In the present study, the role of endothelin-1 (ET-1) on alterations
of hepatic and renal metallothionein (MT) and trace metals
(Zn, Cu, and Fe) were investigated in streptozotocin (STZ)-
induced diabetic rats. Diabetic rats, age- and sex-matched controls,
as well as control and diabetic animals on a dual ETA/ETB receptor
blocker, bosentan, were investigated after 6 months of follow-up.
MT was measured by cadmium-heme assay. Metals were measured
by atomic absorption spectrometer. ET-1 mRNA was analyzed by
reverse transcriptase–polymerase chain reaction (RT-PCR) technique.

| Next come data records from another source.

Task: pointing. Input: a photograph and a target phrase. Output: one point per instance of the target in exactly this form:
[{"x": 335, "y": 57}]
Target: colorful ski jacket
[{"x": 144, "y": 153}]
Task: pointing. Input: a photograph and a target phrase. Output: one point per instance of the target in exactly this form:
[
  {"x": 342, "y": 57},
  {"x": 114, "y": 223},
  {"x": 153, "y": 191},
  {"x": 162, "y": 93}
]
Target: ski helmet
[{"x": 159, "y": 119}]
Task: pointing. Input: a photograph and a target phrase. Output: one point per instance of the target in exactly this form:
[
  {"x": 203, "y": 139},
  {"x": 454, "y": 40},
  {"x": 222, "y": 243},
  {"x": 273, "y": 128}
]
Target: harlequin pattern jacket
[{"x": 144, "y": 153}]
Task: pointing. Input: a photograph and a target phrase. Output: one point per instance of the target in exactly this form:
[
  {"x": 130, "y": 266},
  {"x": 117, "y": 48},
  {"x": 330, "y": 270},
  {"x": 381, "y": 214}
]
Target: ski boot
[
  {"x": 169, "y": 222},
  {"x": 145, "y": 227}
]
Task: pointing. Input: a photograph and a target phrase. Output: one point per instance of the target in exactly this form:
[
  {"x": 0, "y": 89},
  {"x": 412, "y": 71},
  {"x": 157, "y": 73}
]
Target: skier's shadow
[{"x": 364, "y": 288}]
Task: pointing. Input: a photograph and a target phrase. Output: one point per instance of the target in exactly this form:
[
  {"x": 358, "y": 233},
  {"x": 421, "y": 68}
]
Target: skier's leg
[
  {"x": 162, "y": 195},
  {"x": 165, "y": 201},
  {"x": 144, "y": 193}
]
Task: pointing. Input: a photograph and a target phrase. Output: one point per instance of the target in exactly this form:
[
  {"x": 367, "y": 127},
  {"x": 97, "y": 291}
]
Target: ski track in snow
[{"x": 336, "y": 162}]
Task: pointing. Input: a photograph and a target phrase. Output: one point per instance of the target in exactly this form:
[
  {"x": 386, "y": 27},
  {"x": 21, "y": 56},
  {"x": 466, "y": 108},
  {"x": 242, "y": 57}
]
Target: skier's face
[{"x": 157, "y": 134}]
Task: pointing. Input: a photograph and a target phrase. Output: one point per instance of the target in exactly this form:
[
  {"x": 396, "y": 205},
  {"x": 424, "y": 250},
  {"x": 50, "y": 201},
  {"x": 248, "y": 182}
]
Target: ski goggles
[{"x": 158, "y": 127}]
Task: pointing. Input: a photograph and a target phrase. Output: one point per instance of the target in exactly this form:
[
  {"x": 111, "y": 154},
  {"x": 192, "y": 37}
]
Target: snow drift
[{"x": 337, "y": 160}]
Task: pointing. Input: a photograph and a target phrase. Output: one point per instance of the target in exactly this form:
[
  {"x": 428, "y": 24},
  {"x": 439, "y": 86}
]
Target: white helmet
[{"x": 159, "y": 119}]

Hepatic and renal ET-1 mRNA was increased in diabetic
rats as compared to control rats, along with an increase in both
hepatic and renal MT proteins. The increased hepatic MT protein
level was associated with decreases in hepatic Cu and Fe, whereas
increased renal MT was associated with increases in renal Cu and
Fe accumulation. Zn levels were unaltered in both organs in diabetic
rats. Bosentan treatment partially prevented the increase in
MT levels in both liver and kidney, along with reduced serum creatinine
and increased urinary creatinine levels. Further bosentan
treatment corrected the increased Cu and Fe levels in the kidney in
diabetic rats, but reduced hepatic Cu and Fe levels. No significant
effects of bosentan treatment on nondiabetic rats were observed.
The data suggest that the possible effects of ET antagonism in diabetes
may be mediated via changes in MT and trace metals.